ConlangCrafter: Constructing Languages with a Multi-Hop LLM Pipeline
Morris Alper, Moran Yanuka, Raja Giryes, Gašper Beguš
TL;DR
This work introduces ConlangCrafter, an LLM-driven, multi-hop pipeline for end-to-end constructed language creation that decomposes design into phonology, grammar, and lexicon within a memory-based language sketch. By integrating randomness injection and a self-refinement loop, the method encourages typological diversity while maintaining internal consistency, and it supports constructive translation to expand the language sketch as needed. The authors evaluate the approach with a scalable automatic judge framework and manual expert validation, showing increased typological diversity and improved consistency relative to a baseline, though fully consistent translations remain challenging. They also discuss practical applications in world-building, linguistic experimentation, and potential extensions to low-resource contexts, along with ethical considerations and limitations. The work offers a scalable computational creativity tool for conlanging with measurable diversity and alignment to linguistic typology frameworks.
Abstract
Constructed languages (conlangs) such as Esperanto and Quenya have played diverse roles in art, philosophy, and international communication. Meanwhile, foundation models have revolutionized creative generation in text, images, and beyond. In this work, we leverage modern LLMs as computational creativity aids for end-to-end conlang creation. We introduce ConlangCrafter, a multi-hop pipeline that decomposes language design into modular stages - phonology, morphology, syntax, lexicon generation, and translation.

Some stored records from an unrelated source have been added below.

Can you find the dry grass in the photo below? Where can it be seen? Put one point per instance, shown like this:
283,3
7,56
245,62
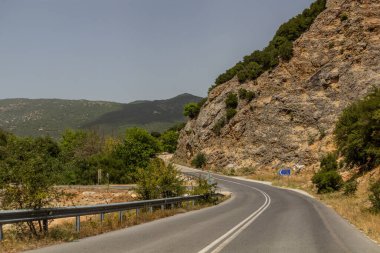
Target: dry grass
355,209
16,241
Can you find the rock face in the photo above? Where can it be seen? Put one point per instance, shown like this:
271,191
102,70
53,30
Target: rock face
293,116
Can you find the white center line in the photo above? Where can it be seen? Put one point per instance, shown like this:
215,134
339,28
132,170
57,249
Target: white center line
225,239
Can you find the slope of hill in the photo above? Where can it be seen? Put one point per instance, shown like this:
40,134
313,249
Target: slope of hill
155,115
297,103
36,117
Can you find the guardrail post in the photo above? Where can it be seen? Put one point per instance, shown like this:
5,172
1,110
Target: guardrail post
77,224
45,226
1,232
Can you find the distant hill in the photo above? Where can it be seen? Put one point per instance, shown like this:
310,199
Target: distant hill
36,117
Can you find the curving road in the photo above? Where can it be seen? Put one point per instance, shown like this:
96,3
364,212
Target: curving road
257,218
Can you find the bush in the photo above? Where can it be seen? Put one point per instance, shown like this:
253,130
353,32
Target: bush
218,126
231,101
375,196
199,160
230,114
191,110
138,148
327,181
350,187
242,93
357,132
343,17
204,188
329,162
169,141
247,95
159,181
250,95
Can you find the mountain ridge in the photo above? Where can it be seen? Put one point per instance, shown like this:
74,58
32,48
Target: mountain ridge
45,116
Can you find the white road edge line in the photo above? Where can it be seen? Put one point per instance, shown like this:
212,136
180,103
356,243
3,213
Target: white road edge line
235,231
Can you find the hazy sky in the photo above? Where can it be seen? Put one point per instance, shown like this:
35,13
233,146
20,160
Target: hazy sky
125,50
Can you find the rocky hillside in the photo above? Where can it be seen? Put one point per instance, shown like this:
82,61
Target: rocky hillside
297,104
37,117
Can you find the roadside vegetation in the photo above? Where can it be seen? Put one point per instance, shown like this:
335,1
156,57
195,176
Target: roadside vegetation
17,241
30,168
357,196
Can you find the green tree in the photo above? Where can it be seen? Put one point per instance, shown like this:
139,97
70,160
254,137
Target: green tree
138,148
191,110
374,197
357,132
199,160
169,141
231,101
230,113
327,179
28,171
159,181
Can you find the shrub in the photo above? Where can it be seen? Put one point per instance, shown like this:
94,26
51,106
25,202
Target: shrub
205,188
343,17
242,93
350,187
169,141
191,110
250,95
375,196
230,114
159,181
322,133
138,148
199,160
329,162
218,126
156,134
231,101
327,181
247,95
357,132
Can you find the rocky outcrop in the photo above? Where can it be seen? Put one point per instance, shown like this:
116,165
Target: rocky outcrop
292,118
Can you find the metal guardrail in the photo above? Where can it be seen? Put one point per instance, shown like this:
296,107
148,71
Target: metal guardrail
45,214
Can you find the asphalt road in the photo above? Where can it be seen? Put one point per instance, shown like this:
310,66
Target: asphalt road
257,218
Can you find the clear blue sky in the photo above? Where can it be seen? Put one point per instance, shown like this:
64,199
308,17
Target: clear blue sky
125,50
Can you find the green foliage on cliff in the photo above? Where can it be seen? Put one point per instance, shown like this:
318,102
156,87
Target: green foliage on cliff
280,47
357,132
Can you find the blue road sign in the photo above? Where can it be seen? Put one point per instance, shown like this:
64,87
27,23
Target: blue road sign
284,172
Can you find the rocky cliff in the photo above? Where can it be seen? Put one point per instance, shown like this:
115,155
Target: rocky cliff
292,118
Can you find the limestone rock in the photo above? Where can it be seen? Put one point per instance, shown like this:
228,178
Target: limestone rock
292,119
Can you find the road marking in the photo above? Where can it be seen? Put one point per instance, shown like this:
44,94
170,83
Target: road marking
225,239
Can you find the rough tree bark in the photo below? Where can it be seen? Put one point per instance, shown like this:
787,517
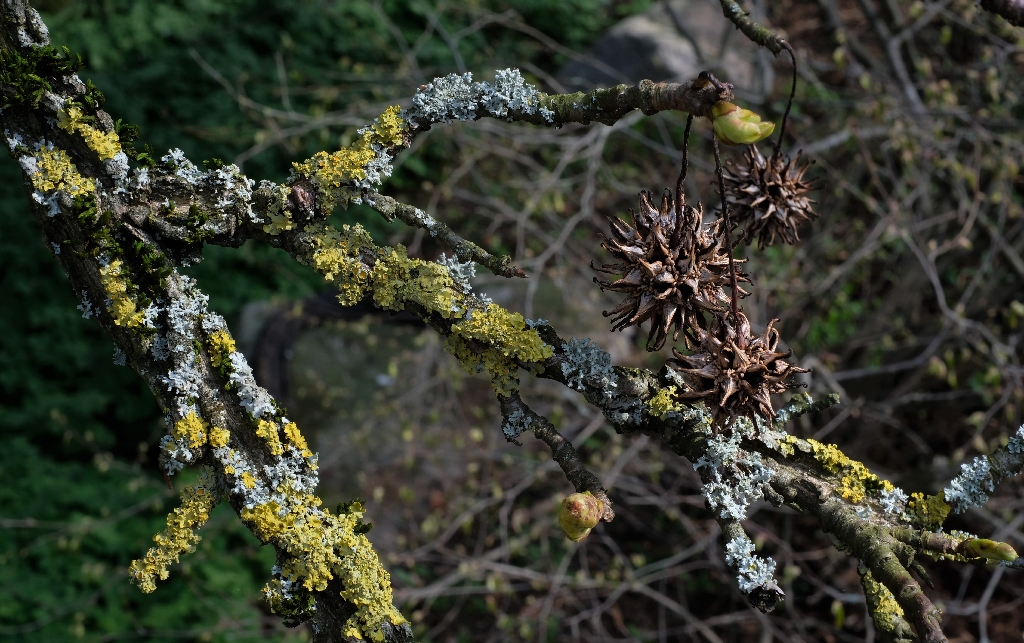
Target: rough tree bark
120,223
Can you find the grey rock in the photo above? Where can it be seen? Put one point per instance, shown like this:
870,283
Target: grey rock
674,41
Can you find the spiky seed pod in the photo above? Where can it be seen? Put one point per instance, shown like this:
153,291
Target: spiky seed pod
736,372
768,197
673,269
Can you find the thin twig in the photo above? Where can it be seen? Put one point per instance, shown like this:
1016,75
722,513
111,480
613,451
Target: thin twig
682,170
728,241
788,105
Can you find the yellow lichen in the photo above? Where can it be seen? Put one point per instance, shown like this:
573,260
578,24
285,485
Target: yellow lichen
105,144
396,280
193,429
268,431
665,402
335,173
505,331
854,479
247,478
179,537
219,437
928,512
885,610
509,342
317,547
221,346
56,172
337,258
122,307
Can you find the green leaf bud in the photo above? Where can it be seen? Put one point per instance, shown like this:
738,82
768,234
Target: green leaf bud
983,548
579,514
735,126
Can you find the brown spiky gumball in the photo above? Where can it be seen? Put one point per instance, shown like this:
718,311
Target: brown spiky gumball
734,372
673,269
768,197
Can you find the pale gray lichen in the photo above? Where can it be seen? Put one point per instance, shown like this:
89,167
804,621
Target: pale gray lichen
254,398
160,349
456,97
894,501
13,139
448,98
461,272
736,480
514,425
1016,443
752,571
584,362
969,488
509,91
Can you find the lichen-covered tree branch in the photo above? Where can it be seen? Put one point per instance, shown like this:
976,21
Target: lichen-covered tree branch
121,222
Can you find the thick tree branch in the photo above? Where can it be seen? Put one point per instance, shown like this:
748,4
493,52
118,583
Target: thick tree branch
123,231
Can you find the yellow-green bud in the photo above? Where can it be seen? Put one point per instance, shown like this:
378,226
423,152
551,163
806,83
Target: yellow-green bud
579,514
983,548
735,126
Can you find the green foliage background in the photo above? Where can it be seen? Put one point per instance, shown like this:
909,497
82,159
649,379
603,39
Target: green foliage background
80,495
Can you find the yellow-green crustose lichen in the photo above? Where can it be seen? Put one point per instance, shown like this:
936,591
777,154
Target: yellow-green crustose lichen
337,173
219,437
52,170
268,431
123,306
928,512
179,537
511,342
665,402
396,280
337,258
221,346
885,610
855,480
321,547
105,144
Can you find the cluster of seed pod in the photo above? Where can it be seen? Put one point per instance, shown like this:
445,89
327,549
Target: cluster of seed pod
674,270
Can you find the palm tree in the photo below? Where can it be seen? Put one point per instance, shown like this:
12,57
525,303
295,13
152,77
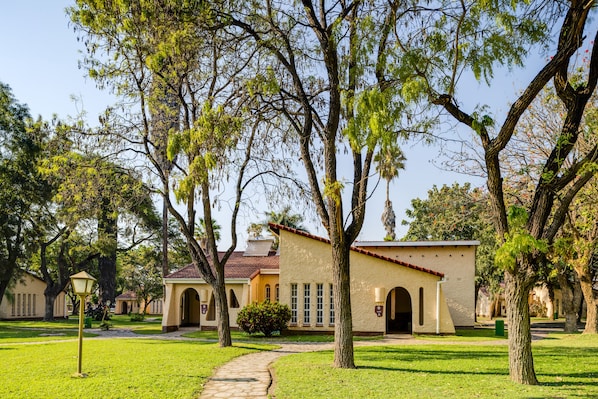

At each stage, our method leverages LLMs' metalinguistic reasoning capabilities, injecting randomness to encourage diversity and leveraging self-refinement feedback to encourage consistency in the emerging language description. We evaluate ConlangCrafter on metrics measuring consistency and typological diversity, demonstrating its ability to produce coherent and varied conlangs without human linguistic expertise.